The tournament moved to the Claus Hotel & Event Center in Hoofddorp, Netherlands for 2009 featuring a similar prize fund. The tournament returned to Germany in 2010, where it was held at Dinslaken. The 2011 tournament remained in Germany, only this time, it took place in Düsseldorf – the capital of North Rhine-Westphalia. From 2012 to 2014, the tournament took place in Mülheim, Germany, then between 2015 and 2017, the tournament took place in Hasselt, Belgium, but in 2018, the tournament will return to Germany, moving to the Westfalenhallen in Dortmund. It moved to Göttingen in 2019, before moving to the König Pilsener Arena in Oberhausen in 2020, and then the Salzburgarena in Salzburg, Austria in 2021, before returning to Dortmund again in 2022.

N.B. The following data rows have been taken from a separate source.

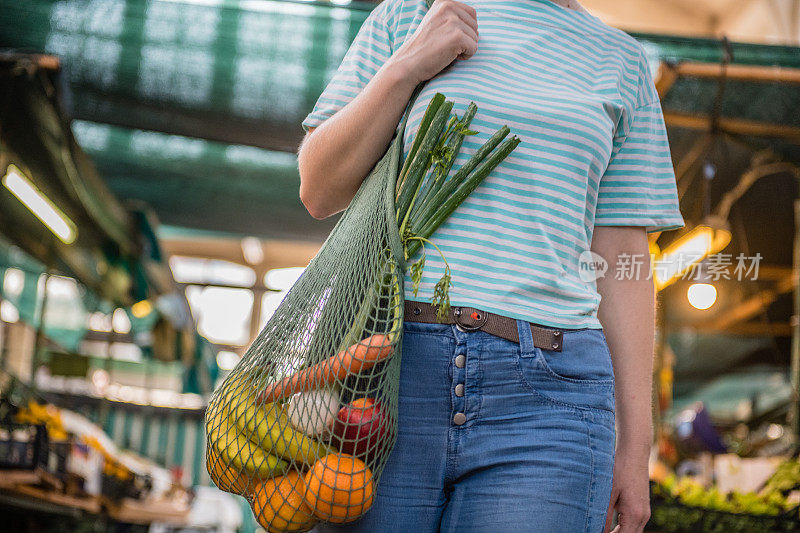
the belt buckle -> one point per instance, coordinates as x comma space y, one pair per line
470, 312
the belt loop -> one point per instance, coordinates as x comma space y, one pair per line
525, 337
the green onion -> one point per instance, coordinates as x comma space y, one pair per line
422, 159
430, 111
423, 202
432, 206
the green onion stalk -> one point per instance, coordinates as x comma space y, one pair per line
424, 204
426, 194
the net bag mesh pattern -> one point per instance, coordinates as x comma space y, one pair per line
303, 425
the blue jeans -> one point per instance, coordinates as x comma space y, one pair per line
534, 454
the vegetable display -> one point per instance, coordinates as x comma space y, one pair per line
304, 424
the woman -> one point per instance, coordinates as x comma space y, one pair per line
500, 432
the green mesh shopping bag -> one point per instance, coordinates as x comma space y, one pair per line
303, 425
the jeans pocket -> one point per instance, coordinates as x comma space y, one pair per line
580, 376
585, 358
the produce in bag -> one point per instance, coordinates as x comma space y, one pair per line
303, 425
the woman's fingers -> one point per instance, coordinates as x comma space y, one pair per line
449, 31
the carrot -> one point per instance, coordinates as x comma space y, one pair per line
360, 356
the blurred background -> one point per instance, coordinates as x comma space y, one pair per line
150, 225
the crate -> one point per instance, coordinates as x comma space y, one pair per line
668, 515
23, 446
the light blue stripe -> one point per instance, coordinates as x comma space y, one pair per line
594, 150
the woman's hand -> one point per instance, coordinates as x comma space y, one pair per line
449, 31
630, 494
627, 313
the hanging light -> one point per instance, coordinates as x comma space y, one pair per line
708, 238
40, 205
701, 295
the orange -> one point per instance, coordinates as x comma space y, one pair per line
339, 488
224, 476
278, 504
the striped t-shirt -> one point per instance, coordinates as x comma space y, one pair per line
594, 151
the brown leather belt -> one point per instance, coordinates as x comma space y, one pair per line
471, 319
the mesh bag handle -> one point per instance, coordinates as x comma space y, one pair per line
302, 427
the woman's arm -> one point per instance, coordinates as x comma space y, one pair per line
336, 157
627, 313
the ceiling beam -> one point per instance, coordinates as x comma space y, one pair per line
749, 307
735, 126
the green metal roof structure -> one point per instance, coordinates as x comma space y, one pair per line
195, 109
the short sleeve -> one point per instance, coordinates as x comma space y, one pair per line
638, 187
371, 48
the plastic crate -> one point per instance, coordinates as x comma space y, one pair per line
22, 446
671, 516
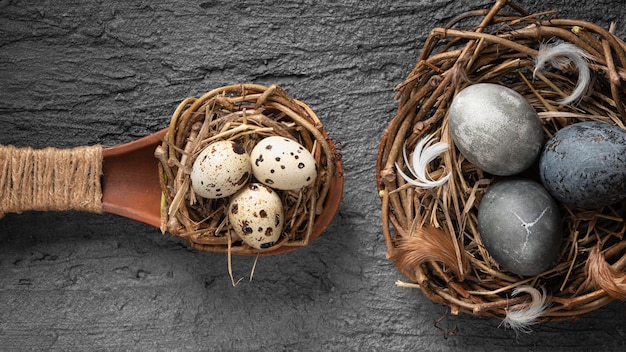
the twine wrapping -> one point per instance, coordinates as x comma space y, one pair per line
50, 179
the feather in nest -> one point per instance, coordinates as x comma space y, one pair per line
600, 274
560, 55
430, 244
521, 319
425, 152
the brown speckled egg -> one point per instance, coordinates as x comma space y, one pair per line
256, 215
282, 163
220, 170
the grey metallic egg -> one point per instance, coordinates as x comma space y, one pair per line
520, 226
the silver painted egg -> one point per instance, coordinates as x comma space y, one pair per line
520, 226
495, 128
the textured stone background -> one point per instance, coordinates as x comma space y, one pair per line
85, 72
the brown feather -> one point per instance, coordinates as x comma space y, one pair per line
429, 243
600, 274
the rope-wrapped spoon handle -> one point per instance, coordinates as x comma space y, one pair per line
50, 179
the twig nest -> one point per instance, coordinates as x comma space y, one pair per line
433, 234
584, 165
213, 193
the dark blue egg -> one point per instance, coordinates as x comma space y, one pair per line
584, 165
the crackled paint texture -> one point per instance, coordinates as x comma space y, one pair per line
87, 72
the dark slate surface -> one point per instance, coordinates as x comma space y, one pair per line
85, 72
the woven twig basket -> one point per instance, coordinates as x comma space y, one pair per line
245, 113
499, 45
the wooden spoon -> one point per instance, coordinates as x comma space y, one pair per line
130, 186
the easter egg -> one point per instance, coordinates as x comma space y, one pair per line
495, 128
584, 165
282, 163
520, 226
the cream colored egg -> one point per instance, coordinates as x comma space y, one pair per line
282, 163
220, 170
256, 215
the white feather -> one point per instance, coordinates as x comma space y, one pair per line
424, 153
562, 54
520, 319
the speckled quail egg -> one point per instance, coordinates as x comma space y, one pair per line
584, 165
282, 163
520, 226
495, 128
256, 215
220, 170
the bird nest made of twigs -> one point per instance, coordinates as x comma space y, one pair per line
245, 114
447, 259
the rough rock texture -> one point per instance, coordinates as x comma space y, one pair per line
86, 72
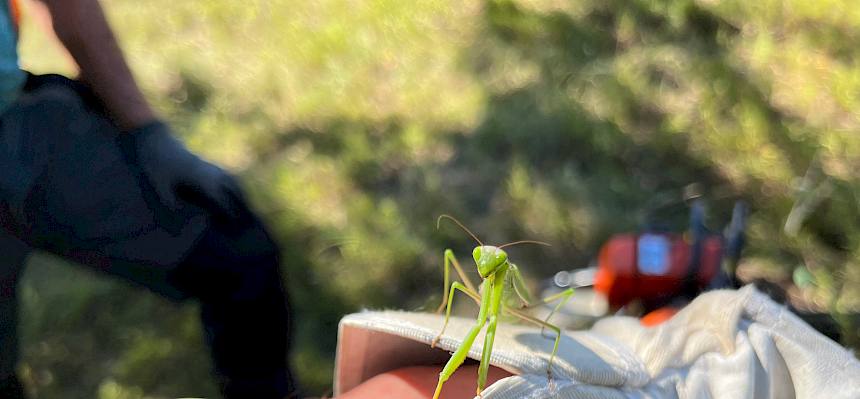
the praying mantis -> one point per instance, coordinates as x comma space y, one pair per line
497, 273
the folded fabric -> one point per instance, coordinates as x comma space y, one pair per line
725, 344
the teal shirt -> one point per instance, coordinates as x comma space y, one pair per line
11, 76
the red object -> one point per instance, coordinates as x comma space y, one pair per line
653, 267
658, 316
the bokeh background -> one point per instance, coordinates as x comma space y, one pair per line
353, 124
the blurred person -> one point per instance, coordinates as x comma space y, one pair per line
91, 174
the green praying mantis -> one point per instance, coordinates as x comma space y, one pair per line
497, 273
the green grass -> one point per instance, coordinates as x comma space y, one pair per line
353, 124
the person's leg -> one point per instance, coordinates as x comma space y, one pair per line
235, 272
86, 204
14, 255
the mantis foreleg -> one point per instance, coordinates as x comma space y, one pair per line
454, 287
449, 260
519, 285
460, 355
543, 324
497, 288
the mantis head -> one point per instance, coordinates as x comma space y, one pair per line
488, 259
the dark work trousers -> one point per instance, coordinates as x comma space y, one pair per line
66, 188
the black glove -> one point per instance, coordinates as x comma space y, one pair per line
179, 177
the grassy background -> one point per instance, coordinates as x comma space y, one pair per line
353, 124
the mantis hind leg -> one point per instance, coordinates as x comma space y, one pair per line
454, 287
543, 325
564, 296
450, 259
484, 367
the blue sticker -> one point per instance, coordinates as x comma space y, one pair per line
653, 254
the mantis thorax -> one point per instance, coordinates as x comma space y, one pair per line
489, 259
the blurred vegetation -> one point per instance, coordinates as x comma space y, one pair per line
354, 124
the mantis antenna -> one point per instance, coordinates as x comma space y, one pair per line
458, 224
524, 242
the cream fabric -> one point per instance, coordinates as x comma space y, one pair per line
725, 344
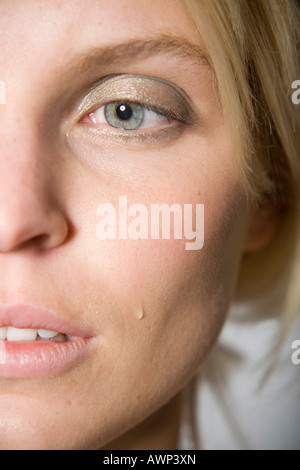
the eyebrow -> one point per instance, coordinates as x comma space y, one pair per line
134, 50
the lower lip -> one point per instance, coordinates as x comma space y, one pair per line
26, 359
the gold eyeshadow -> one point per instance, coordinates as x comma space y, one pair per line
152, 92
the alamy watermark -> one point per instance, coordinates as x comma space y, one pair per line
159, 221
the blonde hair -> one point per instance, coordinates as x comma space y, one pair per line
252, 49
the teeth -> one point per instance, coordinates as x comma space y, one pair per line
20, 334
11, 333
59, 337
47, 333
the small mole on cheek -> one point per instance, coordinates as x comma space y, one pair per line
139, 313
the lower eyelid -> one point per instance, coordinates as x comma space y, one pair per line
98, 118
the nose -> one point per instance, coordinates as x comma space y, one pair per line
30, 214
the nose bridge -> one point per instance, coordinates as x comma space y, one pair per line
27, 209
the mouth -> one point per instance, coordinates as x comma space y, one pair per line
35, 342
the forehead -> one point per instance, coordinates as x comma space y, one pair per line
70, 24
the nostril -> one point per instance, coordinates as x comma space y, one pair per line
41, 230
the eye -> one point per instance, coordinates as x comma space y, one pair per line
128, 116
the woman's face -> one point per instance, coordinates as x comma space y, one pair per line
142, 313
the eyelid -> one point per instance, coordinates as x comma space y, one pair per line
156, 93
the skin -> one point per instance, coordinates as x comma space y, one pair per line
126, 394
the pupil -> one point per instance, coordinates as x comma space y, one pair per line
124, 112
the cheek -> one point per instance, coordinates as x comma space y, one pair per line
164, 304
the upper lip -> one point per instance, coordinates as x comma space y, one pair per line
31, 316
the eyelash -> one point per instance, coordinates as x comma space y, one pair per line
153, 109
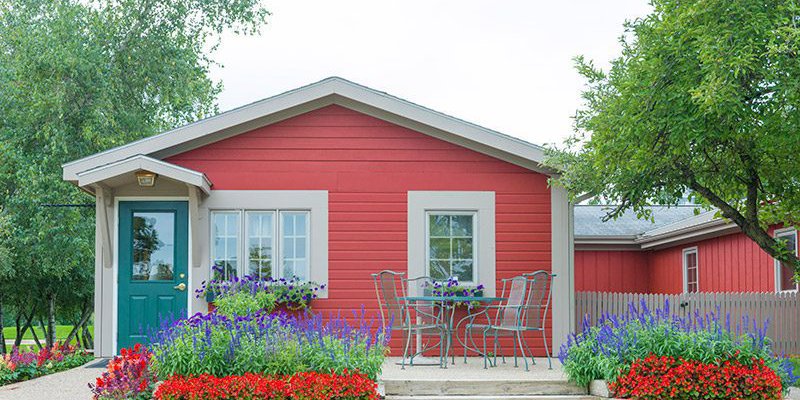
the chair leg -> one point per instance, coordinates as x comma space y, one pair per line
522, 350
405, 350
547, 350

Phil Taylor won the tournament on each of the first four stagings of the event, before Simon Whitlock took the title in 2012. Adrian Lewis gained his third major win after beating Whitlock in the 2013 edition of the tournament. Michael van Gerwen won the tournament for the first time in 2014 beating Terry Jenkins in the final. In 2015, van Gerwen came back from 7–10 behind to defeat Gary Anderson 11–10 in the final, then he beat Mensur Suljović 11–1 in the 2016 final, and he won it for a fourth year in a row in 2017, when he defeated Rob Cross 11–7 in the 2017 final. In 2018, James Wade won the title, and in 2019 Rob Cross became European champion, then Peter Wright won in 2020, before Cross regained the title in 2021.

Finals

Records and statistics

Total finalist appearances

Champions by country

Nine-dart finishes
Four nine-darters have been thrown at the European Championship. The first one was in 2011.

High averages

Television coverage
The PDC announced on August 12, 2008 that ITV4 would broadcast the entire event. This was the second PDC darts tournament that ITV4 have broadcast, after the inaugural Grand Slam of Darts – after its rating success ITV had chosen to broadcast this event as well as the 2008 Grand Slam of Darts.

The 2009 event was not televised in the UK, but the 2010 event was broadcast on Bravo, which screened live darts for the first time in its history. However, Bravo ceased broadcasting at the start of 2011. On June 26, 2011, it was announced that ITV4 would broadcast the 2011 event. In the Netherlands it is broadcast on RTL7 and in Germany it is broadcast on Sport1. On August 8, 2012 it was announced that ESPN would televise the event, becoming the first broadcaster to show both BDO and PDC dart tournaments. From 2013, the tournament returned to ITV4 as part of a deal between ITV and the PDC to show 4 tournaments from the PDC calendar.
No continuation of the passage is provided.